Outra situação destacada pela Comissão é a recuperação de Raqqa, considerada a capital do Estado Islâmico (EI) até outubro de 2017. A investigação aponta que a operação contra os terroristas levou ao deslocamento de "praticamente toda a população" da cidade.

"A Comissão teme que a destruição generalizada da cidade incluiu ataques indiscriminados e outras sérias violações do direito humanitário internacional", diz o texto em relação às operações da Coalizão liderada pelos EUA.

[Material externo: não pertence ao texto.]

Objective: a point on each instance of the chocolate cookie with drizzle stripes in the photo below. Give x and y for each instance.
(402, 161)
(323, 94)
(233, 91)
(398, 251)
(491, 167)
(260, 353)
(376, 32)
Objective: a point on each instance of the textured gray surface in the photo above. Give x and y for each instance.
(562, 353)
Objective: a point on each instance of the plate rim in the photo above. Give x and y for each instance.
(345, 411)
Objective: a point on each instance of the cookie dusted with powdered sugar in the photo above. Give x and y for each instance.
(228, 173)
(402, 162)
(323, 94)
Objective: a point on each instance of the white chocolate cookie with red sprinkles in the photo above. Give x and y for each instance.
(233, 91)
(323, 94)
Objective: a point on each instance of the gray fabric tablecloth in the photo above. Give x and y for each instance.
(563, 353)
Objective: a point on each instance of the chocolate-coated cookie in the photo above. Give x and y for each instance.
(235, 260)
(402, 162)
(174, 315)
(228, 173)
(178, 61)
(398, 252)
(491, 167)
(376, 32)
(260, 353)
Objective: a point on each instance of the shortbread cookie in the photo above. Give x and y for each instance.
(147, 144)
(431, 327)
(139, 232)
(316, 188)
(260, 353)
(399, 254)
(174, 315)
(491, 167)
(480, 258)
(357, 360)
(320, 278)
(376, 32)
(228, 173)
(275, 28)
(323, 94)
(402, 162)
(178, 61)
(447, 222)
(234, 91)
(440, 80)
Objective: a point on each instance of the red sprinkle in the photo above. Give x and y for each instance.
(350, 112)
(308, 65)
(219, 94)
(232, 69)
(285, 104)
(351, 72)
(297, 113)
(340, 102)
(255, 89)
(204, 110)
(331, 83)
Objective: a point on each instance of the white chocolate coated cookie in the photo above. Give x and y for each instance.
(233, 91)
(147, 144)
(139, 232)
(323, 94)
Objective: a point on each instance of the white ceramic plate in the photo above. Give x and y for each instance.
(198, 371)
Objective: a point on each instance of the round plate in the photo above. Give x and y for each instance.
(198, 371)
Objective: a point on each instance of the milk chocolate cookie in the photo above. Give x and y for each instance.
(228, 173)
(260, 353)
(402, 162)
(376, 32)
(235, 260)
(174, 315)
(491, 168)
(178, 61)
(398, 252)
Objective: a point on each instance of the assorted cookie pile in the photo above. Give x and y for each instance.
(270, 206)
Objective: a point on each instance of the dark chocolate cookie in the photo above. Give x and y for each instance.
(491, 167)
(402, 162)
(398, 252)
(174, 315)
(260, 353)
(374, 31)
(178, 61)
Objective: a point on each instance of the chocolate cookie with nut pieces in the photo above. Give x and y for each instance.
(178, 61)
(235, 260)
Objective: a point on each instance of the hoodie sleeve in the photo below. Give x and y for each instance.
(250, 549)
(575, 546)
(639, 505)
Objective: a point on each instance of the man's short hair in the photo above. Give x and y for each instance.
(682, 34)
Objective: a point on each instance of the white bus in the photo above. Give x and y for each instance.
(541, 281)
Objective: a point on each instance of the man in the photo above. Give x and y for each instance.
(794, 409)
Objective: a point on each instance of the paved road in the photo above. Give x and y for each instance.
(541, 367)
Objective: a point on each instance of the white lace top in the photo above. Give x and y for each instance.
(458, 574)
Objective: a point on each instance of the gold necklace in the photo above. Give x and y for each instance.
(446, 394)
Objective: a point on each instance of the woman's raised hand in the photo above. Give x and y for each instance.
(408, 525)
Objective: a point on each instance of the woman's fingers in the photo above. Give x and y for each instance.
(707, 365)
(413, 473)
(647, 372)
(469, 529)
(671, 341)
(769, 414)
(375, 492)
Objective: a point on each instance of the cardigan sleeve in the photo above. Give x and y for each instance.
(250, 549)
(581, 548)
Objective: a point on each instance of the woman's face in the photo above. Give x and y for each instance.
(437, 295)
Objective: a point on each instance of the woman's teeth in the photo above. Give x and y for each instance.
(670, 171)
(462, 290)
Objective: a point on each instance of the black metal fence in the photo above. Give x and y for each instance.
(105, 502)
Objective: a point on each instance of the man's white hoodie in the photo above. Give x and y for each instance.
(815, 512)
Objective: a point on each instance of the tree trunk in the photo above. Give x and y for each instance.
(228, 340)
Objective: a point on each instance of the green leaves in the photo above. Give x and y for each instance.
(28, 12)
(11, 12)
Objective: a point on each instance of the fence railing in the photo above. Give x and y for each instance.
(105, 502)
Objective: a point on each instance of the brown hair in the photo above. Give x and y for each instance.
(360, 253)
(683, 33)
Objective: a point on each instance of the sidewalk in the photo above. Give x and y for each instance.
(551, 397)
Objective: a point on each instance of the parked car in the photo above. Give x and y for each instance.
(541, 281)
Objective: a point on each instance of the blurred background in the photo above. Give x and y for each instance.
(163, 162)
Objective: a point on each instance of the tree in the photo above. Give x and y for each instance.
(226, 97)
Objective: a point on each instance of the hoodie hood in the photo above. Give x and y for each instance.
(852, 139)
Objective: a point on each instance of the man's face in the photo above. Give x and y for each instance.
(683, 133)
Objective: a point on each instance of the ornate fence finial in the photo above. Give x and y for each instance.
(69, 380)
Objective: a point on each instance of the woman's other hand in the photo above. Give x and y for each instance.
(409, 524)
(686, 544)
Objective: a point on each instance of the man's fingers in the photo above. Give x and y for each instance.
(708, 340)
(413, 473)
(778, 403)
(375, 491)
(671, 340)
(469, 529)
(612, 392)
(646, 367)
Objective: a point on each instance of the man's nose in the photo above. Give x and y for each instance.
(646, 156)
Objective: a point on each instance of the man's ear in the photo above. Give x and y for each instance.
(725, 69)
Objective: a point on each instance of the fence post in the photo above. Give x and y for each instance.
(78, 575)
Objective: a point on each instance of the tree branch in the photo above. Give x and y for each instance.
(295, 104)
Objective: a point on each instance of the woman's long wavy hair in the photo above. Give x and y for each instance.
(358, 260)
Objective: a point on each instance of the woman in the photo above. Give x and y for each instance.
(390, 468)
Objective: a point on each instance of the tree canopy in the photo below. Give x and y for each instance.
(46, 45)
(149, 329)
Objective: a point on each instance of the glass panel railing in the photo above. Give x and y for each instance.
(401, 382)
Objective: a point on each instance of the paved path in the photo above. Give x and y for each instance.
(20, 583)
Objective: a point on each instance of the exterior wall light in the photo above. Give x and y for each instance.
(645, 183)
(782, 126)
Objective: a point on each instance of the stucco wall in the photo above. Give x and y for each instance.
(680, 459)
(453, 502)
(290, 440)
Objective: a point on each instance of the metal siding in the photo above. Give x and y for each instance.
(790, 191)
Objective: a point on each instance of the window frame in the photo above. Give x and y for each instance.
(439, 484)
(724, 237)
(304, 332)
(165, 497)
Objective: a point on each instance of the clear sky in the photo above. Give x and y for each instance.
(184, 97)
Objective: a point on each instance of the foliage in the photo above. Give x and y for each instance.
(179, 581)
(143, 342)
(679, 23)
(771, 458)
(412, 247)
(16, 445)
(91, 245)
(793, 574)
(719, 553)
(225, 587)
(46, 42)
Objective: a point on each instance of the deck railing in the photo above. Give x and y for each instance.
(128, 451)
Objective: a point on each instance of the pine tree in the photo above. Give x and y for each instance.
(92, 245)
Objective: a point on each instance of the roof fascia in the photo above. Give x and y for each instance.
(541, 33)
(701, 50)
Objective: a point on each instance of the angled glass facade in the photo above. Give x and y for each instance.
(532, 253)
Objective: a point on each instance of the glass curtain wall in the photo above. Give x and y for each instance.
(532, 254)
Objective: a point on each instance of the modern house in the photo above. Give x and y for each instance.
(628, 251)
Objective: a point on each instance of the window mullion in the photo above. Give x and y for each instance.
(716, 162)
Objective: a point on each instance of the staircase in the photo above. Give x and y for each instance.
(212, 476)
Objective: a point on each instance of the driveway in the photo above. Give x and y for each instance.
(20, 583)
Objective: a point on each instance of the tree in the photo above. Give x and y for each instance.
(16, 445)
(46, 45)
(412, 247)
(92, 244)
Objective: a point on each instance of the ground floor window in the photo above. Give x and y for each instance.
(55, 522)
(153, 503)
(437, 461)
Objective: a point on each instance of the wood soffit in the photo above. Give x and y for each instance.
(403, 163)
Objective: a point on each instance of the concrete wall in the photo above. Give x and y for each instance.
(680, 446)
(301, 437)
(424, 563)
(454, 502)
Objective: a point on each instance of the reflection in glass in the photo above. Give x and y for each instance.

O relatório também disse que em março de 2017 a coalizão realizou ataques na região, matando 150 pessoas que ocupavam uma escola em Raqqa. Em junho, os EUA reconheceram a ofensiva, mas disseram que o ataque deixou 40 mortos e estava "em linha com as leis dos conflitos armados".

Acordos pela metade

A Comissão de Inquérito da ONU também afirmou que acordos entre grupos armados e o governo sírio causaram o deslocamento forçado da população. Isso ocorreu em pelo menos três ocasiões, nas quais "acordos de retirada" foram promovidos, o que, na prática, resultou na expulsão de famílias inteiras.

"Dezenas de milhares de pessoas foram deslocadas dentro desses acordos", denunciou Karen AbuZayd, especialista que faz parte da comissão. Segundo ela, cabe às partes que chegaram ao acordo de retirada de civis garantir água, alimentos e abrigo a essas pessoas, mas nada disso ocorreu.

O relatório registrou a situação dramática dos sírios deslocados de Rif Damasco e apontou que muitos ainda estão detidos de forma ilegal pelas forças do governo. "A batalha para reconquistar os territórios pelo governo ocorre com um custo extremamente elevado aos civis", alertou Hanny Megally, outro membro da comissão da ONU.

Em alguns locais recuperados pelo governo, como Yarmouk ou Ghouta, a destruição seria de tal dimensão que não se poderia imaginar o retorno da população civil a esses locais. "Muitos desses civis hoje vivem em abrigos e prédios abandonados."